Well dear readers as you all know I was supposed to take 5 children trick-or-treating last night. We got a phone call from C’s friend B asking if he wanted to trick-or-treat with him this year. Somehow it became 6 children that were trick-or-treating with myself and the hubby last night. I want to say that it was a blast, with lots of exclamation marks and smiley faces. I want to say it went perfectly and that each child was able to handle the sensory onslaught with perfect ease. But I also want to wake up with no wrinkles or cellulite and that’s not happening either 😉
There were moments that were amazing, sparkling in their crystal-clear sharpness of perfection, and there were moments of momma heart-break where I wondered if only for a moment rather bitterly why his brain was robbing him of these fleeting moments for Halloween is only once a year. But then I would breathe in, hold him close and whisper to him, trying with all my might to block out the world around him for just a moment for his sake so he could regain his center, so he could find joy once more in this night.
While for a moment I was angry and bitter that his own amazing brain wasn’t allowing him to filter enough to enjoy the night, I watched as my NT step-daughters struggled as well at times.

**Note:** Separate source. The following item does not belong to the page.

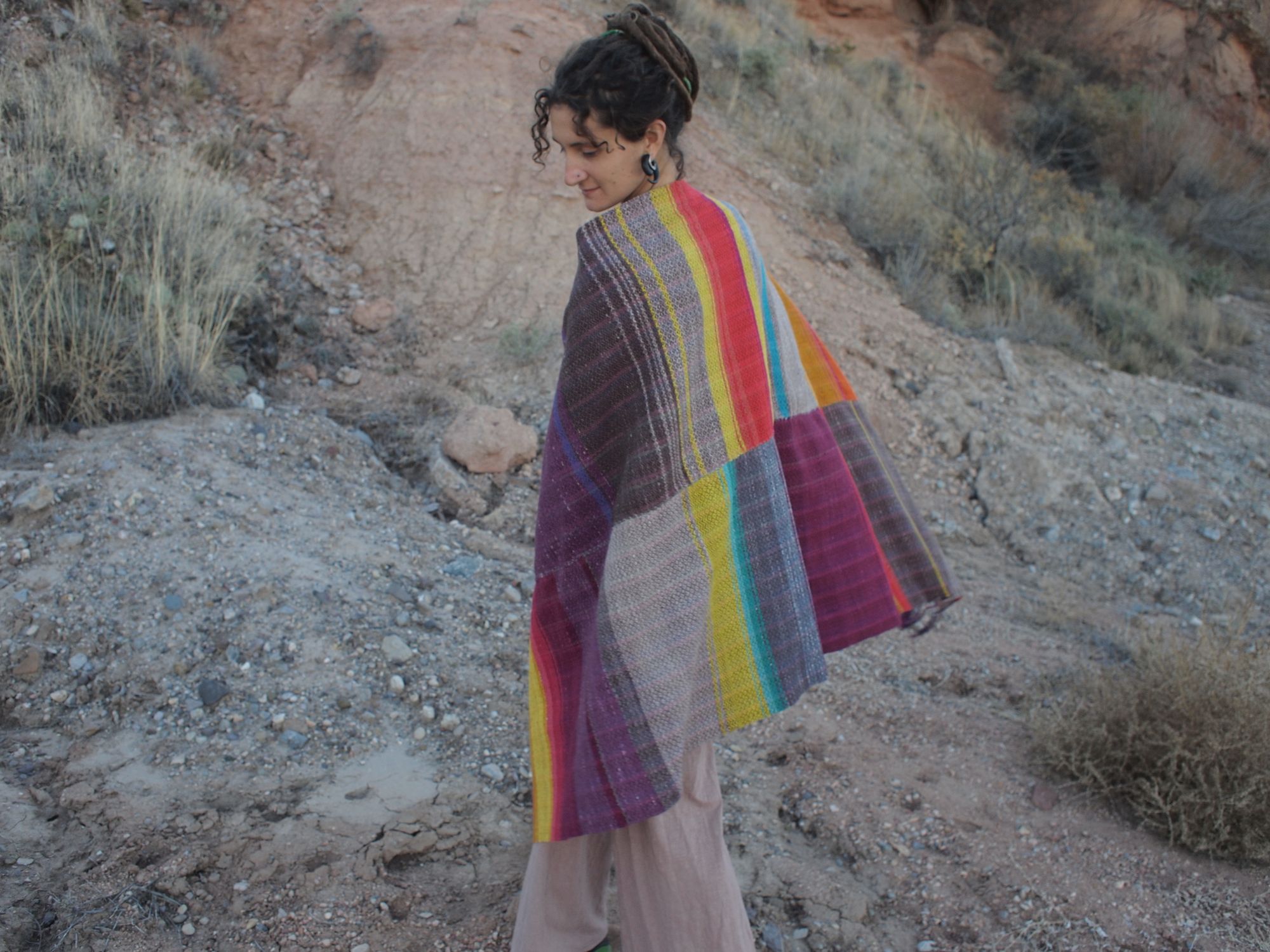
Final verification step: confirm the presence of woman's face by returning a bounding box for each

The eldest was having issues with her choice in footwear (boots instead of sneakers) and the rain. While the youngest was having issues with getting in trouble for shoving children out of the way so she could obtain more candy. (She’ll be 9 in 3 months, I get being excited, but I’m not accepting actual pushing or shoving in a quest for more candy) C’s friend was cold and wet, and “his feet were falling off”. Listening to all of them I thought to myself, perhaps it’s just that C is more open with me about his struggles, perhaps many children find Halloween and Trick-or-treating slightly overwhelming, at least when it’s raining and windy out.
The youngest boy loved the entire night. He sang “Trick-or-treat, Halloween” over and over as we walked from house to house. I smiled at him and asked him if he was happy, and his answer was one of “those” moments. He said “Yes” and when I asked him why thinking his answer would be candy I nearly cried when he responded “You fix everything” I thought I’ll do my best little man, I’ll do my best.
So next year I will try again to ensure that the 3 children I will have with me (potentially more if C has friends come along) have a blast.
Oh and I did “fix” if for C, well at least I gave him something to focus on enough that he blocked out whatever else was too much for him. How you ask, I chased the elder children C included with G in her stroller complete with zombiefied rocking horse attached to the front, cackling loudly with wild abandon until I saw my C smile again.